Fifty-Six + Nineteen = Trouble

an attempt at rejuvenationQ Dear Miss Abigail:

Well, here is one for you. I am a fifty-six-year-young man in good shape. I lift weights and run to mention a few things, and do them because they are fun for me, not for vain reasons. Yesterday at our library a nineteen-year-old girl gave me a look that just said “O.K., come and ask me!” Well I did, and we went for coffee and shared phone numbers and email addresses. Of course I am tempted ~ I’m only human and still very ready. What is your advice, Miss Abigail?

Signed,
Mr. Johnny

A Dear Mr. Johnny:

You don’t say whether you are married or not, so it’s kinda hard for me to answer properly.
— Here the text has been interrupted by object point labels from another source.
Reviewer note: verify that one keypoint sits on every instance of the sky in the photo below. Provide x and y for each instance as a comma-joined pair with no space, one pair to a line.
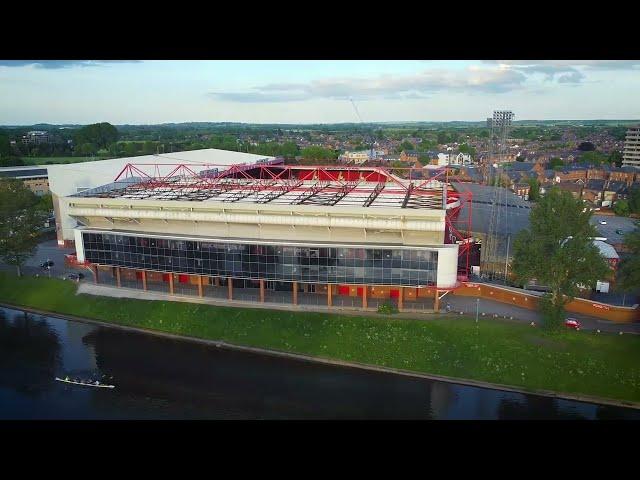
269,91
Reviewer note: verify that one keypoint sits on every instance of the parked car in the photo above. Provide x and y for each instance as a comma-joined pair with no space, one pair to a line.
572,323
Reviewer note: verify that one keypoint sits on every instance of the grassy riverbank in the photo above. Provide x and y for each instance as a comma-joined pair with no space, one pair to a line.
599,365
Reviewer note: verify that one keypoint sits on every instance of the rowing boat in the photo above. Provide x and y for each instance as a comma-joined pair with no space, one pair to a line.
85,383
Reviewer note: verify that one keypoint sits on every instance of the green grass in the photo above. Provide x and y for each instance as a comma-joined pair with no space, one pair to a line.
599,365
44,160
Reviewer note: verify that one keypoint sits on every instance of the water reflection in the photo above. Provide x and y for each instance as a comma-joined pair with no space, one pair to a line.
169,379
29,352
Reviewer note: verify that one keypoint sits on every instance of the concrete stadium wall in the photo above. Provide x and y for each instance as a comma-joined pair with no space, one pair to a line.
605,311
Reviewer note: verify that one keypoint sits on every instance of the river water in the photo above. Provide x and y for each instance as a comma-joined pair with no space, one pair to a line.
159,378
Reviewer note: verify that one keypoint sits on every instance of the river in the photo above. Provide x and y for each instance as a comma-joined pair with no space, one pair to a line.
160,378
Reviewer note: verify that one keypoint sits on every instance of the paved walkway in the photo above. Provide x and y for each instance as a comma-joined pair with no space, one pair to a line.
467,305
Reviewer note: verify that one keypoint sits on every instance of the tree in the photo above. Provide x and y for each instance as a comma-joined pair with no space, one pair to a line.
634,200
558,251
534,190
615,158
629,270
465,148
593,158
87,149
100,134
406,145
621,207
21,217
556,163
586,147
317,153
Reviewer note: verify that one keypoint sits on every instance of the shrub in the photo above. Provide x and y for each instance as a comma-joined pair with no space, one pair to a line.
387,308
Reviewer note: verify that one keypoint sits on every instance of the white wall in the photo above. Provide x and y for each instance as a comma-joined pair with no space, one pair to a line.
65,180
447,266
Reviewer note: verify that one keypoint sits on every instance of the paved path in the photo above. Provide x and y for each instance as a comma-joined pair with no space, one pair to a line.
467,305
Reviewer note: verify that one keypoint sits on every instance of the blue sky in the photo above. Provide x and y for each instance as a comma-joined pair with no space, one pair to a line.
146,92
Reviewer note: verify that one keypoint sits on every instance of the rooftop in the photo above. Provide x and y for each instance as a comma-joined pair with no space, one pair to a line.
266,182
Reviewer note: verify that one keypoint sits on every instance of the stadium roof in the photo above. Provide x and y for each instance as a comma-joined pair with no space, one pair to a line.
266,182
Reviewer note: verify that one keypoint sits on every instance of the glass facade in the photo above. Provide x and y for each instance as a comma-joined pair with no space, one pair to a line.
309,264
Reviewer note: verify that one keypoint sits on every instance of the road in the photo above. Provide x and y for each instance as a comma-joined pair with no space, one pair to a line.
505,310
49,250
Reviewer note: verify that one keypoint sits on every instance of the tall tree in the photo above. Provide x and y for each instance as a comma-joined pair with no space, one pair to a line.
629,271
100,134
21,217
558,251
534,189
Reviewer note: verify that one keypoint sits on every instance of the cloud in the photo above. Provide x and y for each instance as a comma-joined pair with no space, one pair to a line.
57,64
419,85
565,71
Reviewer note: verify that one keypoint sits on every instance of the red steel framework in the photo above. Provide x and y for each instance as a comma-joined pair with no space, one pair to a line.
276,180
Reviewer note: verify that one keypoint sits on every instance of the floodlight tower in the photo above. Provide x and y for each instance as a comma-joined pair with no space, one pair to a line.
500,126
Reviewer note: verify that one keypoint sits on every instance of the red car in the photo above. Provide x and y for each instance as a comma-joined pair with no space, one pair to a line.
572,323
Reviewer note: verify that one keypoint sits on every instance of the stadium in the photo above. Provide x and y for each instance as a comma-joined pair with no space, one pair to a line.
229,225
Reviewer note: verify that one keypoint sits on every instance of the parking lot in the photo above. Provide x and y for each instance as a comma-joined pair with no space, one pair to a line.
608,231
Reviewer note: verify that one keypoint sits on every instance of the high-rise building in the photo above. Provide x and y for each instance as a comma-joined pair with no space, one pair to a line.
631,154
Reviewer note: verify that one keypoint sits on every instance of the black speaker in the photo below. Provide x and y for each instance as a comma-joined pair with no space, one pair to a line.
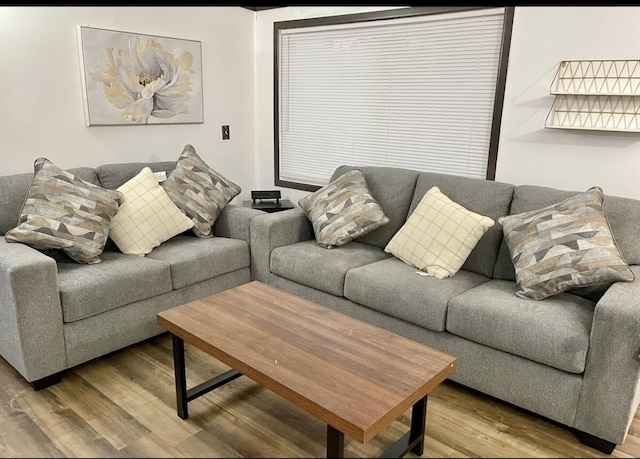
265,194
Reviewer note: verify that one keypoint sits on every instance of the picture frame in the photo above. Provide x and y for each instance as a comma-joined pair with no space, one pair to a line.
131,79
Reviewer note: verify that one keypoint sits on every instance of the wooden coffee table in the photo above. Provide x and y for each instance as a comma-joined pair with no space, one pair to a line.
355,377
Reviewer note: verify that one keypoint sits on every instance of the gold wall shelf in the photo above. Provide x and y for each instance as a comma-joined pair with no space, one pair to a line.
596,95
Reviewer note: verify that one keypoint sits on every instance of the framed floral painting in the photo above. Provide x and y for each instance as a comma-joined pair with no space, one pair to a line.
129,78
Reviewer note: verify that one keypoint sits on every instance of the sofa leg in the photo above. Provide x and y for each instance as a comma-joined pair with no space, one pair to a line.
601,445
47,381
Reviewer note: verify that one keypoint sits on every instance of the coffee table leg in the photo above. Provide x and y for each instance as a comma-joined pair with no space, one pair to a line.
418,419
335,442
180,376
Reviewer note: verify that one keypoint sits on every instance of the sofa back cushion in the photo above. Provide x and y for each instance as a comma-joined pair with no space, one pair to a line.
622,214
112,176
485,197
14,189
393,189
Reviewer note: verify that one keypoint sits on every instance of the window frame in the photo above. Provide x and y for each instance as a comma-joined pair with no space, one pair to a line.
382,15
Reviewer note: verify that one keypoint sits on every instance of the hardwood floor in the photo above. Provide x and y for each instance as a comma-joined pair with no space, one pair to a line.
123,405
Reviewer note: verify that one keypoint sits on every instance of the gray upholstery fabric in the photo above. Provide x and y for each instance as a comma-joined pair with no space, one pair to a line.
554,332
614,340
272,230
14,189
120,279
100,334
193,259
393,287
112,176
622,214
531,385
30,314
485,197
393,189
324,269
235,220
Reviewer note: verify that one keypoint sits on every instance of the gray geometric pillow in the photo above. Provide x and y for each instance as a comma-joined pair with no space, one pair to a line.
343,210
199,191
564,246
64,212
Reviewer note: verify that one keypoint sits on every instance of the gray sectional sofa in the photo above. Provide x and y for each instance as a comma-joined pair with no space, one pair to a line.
56,313
572,358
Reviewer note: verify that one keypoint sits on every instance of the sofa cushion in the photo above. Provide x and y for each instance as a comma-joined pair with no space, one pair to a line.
622,214
563,246
553,332
86,290
147,217
114,175
309,264
64,212
14,189
343,210
193,259
200,191
393,189
439,235
393,287
485,197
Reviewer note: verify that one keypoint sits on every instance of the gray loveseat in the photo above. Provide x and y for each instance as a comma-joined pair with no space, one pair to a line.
56,313
572,358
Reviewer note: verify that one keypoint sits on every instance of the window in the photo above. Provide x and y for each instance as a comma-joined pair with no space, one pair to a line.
420,88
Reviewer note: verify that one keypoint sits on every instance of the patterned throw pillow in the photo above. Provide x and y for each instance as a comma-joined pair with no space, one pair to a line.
64,212
343,210
562,246
199,191
147,217
439,235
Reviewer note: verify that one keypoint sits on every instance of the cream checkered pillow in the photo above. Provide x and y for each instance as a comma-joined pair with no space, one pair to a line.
439,235
147,218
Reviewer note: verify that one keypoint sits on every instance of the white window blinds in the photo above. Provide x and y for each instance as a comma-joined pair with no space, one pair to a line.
414,92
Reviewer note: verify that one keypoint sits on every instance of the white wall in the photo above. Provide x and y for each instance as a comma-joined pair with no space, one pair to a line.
41,108
528,153
561,158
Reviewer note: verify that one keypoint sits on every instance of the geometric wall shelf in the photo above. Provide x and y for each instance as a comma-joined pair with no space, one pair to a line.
596,95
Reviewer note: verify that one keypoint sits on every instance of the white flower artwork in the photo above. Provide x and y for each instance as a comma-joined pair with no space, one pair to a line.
129,78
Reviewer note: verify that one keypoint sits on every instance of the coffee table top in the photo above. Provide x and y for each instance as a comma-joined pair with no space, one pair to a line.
354,376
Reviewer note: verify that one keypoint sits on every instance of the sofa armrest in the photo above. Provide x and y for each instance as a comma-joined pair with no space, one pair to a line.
31,335
233,222
273,230
610,388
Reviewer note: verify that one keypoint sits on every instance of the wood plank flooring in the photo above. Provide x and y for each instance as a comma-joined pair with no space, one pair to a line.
123,405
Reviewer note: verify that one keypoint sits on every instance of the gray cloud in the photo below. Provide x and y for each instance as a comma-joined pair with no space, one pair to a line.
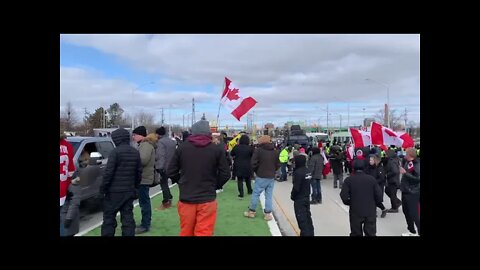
277,70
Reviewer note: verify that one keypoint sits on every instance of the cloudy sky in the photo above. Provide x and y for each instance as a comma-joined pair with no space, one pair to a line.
293,77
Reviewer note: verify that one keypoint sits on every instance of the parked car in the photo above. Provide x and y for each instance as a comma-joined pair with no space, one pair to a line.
90,158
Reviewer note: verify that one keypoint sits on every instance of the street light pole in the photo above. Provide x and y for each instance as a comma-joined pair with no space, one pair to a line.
133,90
388,98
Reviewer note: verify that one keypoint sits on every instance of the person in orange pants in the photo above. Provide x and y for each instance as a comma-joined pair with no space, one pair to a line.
197,219
200,168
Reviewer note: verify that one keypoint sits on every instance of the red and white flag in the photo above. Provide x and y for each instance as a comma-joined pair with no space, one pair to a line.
360,138
384,136
234,102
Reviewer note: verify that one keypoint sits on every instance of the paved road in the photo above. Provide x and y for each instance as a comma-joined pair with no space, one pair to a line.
331,217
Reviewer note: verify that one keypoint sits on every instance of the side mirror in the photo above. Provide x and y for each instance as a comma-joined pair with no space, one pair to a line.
95,158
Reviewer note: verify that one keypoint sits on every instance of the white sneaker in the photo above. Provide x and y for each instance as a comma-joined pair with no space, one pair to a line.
409,234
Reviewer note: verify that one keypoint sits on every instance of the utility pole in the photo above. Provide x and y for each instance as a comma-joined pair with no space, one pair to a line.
193,111
85,120
327,123
405,118
163,119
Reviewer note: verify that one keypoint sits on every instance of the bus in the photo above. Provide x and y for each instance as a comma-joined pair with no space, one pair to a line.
315,137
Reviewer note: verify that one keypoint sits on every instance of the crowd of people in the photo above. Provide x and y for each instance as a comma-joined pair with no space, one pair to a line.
201,164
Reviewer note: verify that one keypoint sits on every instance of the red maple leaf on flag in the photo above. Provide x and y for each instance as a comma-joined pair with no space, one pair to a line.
391,134
233,94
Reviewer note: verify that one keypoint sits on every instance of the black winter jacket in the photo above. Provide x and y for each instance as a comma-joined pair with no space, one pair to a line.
411,179
242,154
361,192
124,167
200,168
301,180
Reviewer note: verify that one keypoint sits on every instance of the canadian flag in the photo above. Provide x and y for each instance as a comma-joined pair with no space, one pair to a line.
234,102
384,136
360,138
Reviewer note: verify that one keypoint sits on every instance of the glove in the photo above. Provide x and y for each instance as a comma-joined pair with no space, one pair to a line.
135,194
67,223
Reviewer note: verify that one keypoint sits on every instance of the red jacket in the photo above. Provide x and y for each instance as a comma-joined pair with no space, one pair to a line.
67,168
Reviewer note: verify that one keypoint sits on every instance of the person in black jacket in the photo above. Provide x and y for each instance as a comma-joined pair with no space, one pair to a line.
315,167
300,196
361,192
200,168
243,155
410,187
392,170
336,158
375,169
265,163
120,180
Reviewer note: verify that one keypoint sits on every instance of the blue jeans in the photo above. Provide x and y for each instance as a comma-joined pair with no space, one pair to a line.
145,205
262,184
284,171
62,229
316,190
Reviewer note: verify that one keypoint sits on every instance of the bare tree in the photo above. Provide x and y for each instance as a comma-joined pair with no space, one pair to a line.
68,118
396,120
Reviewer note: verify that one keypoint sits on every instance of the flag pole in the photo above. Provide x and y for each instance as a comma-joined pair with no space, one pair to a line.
219,105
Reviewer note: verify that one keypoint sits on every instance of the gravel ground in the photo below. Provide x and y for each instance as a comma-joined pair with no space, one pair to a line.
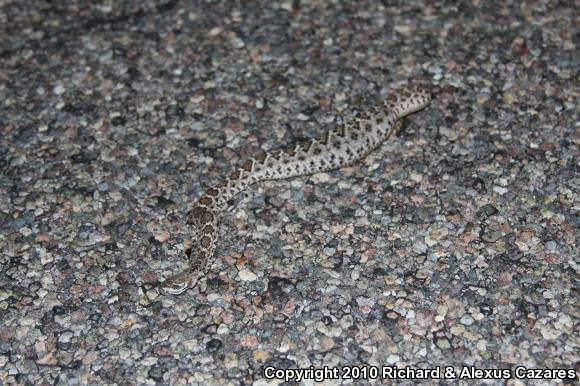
453,245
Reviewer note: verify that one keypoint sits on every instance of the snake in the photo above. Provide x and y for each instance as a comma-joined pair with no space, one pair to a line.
342,146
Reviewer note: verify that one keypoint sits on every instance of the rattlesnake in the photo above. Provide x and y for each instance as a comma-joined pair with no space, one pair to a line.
342,146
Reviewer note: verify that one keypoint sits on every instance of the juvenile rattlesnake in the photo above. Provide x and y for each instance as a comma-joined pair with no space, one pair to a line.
342,146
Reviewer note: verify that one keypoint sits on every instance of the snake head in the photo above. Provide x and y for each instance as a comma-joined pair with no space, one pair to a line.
178,284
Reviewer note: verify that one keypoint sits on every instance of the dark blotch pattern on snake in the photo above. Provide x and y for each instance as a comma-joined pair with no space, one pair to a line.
340,147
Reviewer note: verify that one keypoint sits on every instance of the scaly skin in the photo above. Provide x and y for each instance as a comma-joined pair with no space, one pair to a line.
337,148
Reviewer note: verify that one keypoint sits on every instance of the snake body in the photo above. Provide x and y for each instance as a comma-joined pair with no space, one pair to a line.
340,147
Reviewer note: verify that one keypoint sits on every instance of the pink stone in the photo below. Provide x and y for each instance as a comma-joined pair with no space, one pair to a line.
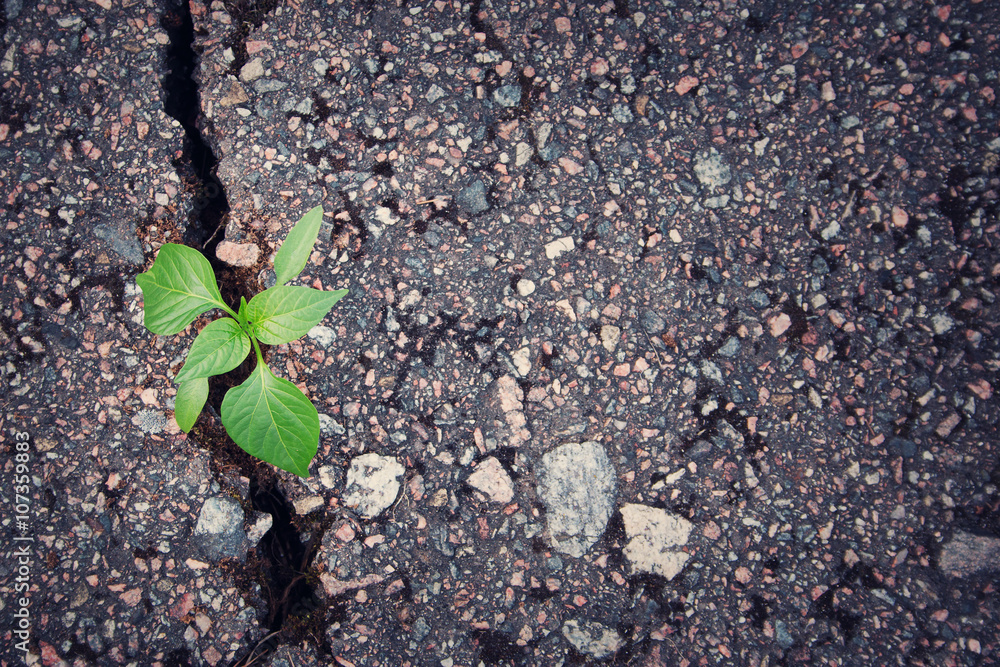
599,67
899,217
779,324
238,254
569,166
685,84
345,533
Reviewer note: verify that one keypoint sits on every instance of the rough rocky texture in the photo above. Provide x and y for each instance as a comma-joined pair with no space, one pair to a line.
655,538
804,368
592,638
577,485
372,484
490,478
219,532
966,555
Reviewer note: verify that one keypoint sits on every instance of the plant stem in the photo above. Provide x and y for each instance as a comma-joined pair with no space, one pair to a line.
256,347
230,311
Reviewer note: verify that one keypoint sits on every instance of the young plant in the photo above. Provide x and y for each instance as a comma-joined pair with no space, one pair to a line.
266,415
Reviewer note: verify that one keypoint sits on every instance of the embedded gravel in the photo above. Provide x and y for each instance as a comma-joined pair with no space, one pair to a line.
726,267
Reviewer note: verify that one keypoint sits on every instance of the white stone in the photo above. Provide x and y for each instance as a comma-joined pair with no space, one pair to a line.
372,484
592,638
559,246
577,487
609,337
308,504
253,70
522,361
942,323
711,170
655,537
385,216
522,154
491,478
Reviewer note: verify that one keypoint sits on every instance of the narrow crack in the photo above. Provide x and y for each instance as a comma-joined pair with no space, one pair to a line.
198,163
283,559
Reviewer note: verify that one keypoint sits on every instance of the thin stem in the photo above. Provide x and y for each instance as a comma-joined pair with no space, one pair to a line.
256,347
229,310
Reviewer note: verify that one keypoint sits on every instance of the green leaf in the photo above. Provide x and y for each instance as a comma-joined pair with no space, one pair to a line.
242,314
282,314
219,348
293,254
179,287
271,419
190,399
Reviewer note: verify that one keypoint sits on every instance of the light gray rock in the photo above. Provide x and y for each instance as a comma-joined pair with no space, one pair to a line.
731,347
473,198
592,638
508,96
219,532
434,93
967,554
711,170
577,486
124,245
655,538
490,478
372,484
254,69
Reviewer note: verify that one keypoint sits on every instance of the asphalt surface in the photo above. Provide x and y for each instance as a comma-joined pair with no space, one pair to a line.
671,340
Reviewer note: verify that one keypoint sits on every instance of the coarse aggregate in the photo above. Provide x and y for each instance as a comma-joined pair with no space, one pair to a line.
729,264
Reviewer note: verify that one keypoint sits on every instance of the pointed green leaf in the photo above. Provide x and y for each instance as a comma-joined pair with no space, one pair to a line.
219,348
179,287
190,399
283,314
293,254
271,419
243,311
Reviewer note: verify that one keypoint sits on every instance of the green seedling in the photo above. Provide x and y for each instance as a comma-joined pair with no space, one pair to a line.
266,415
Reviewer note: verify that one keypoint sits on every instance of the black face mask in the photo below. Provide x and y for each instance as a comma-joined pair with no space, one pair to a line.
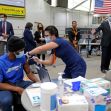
40,28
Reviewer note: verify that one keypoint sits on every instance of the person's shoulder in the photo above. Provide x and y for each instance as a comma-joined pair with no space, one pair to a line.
9,23
3,56
3,59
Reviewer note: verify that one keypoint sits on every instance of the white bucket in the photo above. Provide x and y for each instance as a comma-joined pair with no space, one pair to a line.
48,96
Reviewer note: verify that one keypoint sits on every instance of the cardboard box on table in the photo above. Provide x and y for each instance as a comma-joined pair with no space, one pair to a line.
96,98
76,103
87,84
105,84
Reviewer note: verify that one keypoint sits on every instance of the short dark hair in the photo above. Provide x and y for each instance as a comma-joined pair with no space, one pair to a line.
15,43
28,25
52,30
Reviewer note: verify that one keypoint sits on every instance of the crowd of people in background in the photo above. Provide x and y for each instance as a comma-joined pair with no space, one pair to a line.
20,50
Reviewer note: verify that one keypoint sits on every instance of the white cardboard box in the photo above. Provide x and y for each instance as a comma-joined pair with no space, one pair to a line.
76,103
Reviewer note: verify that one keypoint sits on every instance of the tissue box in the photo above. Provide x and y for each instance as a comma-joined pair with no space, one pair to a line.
75,103
102,83
87,84
96,98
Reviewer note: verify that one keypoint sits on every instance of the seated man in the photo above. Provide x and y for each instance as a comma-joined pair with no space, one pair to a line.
12,84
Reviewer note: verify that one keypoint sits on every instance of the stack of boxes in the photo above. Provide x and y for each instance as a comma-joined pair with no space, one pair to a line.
95,91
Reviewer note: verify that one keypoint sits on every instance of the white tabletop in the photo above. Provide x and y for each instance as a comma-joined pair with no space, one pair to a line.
27,104
89,43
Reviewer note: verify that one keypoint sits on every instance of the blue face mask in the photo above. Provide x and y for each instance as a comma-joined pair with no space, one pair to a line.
20,54
47,39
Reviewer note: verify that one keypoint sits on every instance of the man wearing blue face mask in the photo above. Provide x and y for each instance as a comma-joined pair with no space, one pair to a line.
12,84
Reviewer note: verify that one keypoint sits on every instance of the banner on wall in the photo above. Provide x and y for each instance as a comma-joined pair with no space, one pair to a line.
12,10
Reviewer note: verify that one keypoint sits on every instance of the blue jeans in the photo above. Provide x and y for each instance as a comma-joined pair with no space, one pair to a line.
6,99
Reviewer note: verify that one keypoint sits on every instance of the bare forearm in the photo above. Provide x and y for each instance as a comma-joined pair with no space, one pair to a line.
32,77
46,62
6,86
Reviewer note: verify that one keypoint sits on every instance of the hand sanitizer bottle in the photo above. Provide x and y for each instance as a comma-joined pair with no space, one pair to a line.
60,85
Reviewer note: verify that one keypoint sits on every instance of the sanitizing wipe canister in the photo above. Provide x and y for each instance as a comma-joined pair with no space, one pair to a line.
48,96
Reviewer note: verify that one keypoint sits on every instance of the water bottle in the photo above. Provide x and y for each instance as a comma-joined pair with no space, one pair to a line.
60,85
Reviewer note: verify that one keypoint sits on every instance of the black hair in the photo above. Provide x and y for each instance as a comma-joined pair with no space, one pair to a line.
29,25
52,30
4,15
15,43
But I did stumble across this gem from The Sexual Conduct of Men and Women, by Norman Lockridge. It was written way back in 1956, when I think folks in their fifties were “elderly.” I bet you are particularly glad times have changed.

1956: The Comforts of an Old Man

Elderly men who consort with young women expect nothing for which they do not pay, and are wiser than many therefore. At the price ~ and it is just as high as most people think it is ~ all they expect is not to be laughed at until their backs are turned, and that is about all they get. Considering the demands society makes on the individual male to show himself to be virile while he is young, it is rather unfair to heap ridicule upon the head of the male who still strives for the same reputation when he is becoming old. The ageing buck is a stock character of comedy, with his somewhat passe clothes, his Homburg and spats, his gaudy vest and knobbed cane. The young girls titter at his gallant essays, the professionals overcharge him, his cronies mark him down for a liar no matter what exploits of his youth he calls to memory. His diet is watched and remarked upon, and any out-of-the-way food he happens to care for is leeringly marked up as an attempt at rejuvenation. When that hour comes a man expects sympathy and even kindness from women. If he has lost it, he has lost it for them.